Saudi Official Allegedly Brought Slave To London, Foreign Office Diplomatic Immunity Figures Reveal

A Mexican embassy official was accused of sexual offences involving children.

A Saudi official has been accused of bringing a slave to London, as a string of crimes committed by people with diplomatic immunity are released in new Foreign Office documents.

According to the Foreign Office, 11 “serious and significant” offences were allegedly committed by people immune from prosecution as diplomats in the UK last year.

Among the alleged offences were sexual offences involving children and causing actual bodily harm.
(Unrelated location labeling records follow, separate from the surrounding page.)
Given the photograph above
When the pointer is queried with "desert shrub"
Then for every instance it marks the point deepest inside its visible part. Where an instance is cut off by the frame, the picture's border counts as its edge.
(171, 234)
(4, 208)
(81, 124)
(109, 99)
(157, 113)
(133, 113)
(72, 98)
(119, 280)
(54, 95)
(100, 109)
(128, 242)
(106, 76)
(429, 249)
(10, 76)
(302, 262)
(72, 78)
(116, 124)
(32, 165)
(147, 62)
Diplomatic immunity, which diplomatic staff and some employees working at embassies are entitled to, allows officials to be exempt from being tried for their crimes.

The figures, contained in a written statement, show that a member of the Saudi Arabian embassy is alleged to have committed the offence of human trafficking into the UK for the purposes of exploitation, specifically domestic servitude.

Foreign Secretary Boris Johnson revealed in a written statement the 11 'serious and significant' alleged offences committed by those with diplomatic immunity.
Foreign Secretary Boris Johnson revealed in a written statement the 11 'serious and significant' alleged offences committed by those with diplomatic immunity.
Kirsty Wigglesworth/PA Wire

A member of the Saudi embassy is also said to have committed the offence of human trafficking for slavery or servitude or forced or compulsory labour.

Someone at the Mexican embassy allegedly caused a child aged 13 to 15 to watch or look at an image of sexual activity.

Someone at the same embassy is accused of taking an indecent photograph or pseudo-photograph of a child and using threatening or abusive or insulting words or behaviour to cause harassment or alarm or distress.

The figures also revealed that someone at the Gabon embassy was accused of actual bodily harm, while staff at the embassies of the US, China and Kazakhstan have all been accused of driving under the influence of alcohol.

Someone at the Nigeria embassy is said to have driven a vehicle without insurance or an MOT, while a person at the Commonwealth Secretariat is said to have driven without insurance and someone at the St Lucia embassy allegedly caused or permitted the driving of a vehicle without insurance.

In a written statement, Foreign Secretary Boris Johnson said: “In 2015, 11 serious and significant offences allegedly committed by people entitled to diplomatic immunity in the United Kingdom were drawn to the attention of the Foreign and Commonwealth Office by Parliamentary and Diplomatic Protection of the Metropolitan Police, or other law enforcement agencies.

“Six of these were driving-related. We define serious offences as those which could, in certain circumstances, carry a penalty of 12 months’ imprisonment or more. Also included are drink-driving and driving without insurance.

“Around 22,500 people are entitled to diplomatic immunity in the United Kingdom and the majority of diplomats abide by UK law. The number of alleged serious crimes committed by members of the diplomatic community in the UK is proportionately low.”

He continued: “Under the Vienna Convention on Diplomatic Relations 1961, those entitled to immunity are expected to obey the law. The FCO does not tolerate foreign diplomats breaking the law.

“We take all allegations of illegal activity seriously. When instances of alleged criminal conduct are brought to our attention by the police, we ask the relevant foreign government to waive diplomatic immunity where appropriate.

“For the most serious offences, and when a relevant waiver has not been granted, we seek the immediate withdrawal of the diplomat.”

It has also been revealed that diplomatic missions and international organisations racked up nearly £500,000 in unpaid parking fines in London last year.

Some 4,858 parking fines were incurred in the capital totalling £477,499, the Foreign Office said.

Following a series of meetings with missions, subsequent payments and waived fines knocked £161,328 off the bill, leaving £316,171 in unpaid fines.

And it has emerged that diplomatic missions owe Londoners more than £95 million in unpaid Congestion Charge fees since the charge was introduced in February 2003.

Transport for London is owed a massive £95,811,650, with Americans alone owing £10,626,970 racked up from 89,308 unpaid fines.

In total, some 76 embassies owe more than £100,000 in unpaid congestion charge fines, with the figures taken until December 31 2015.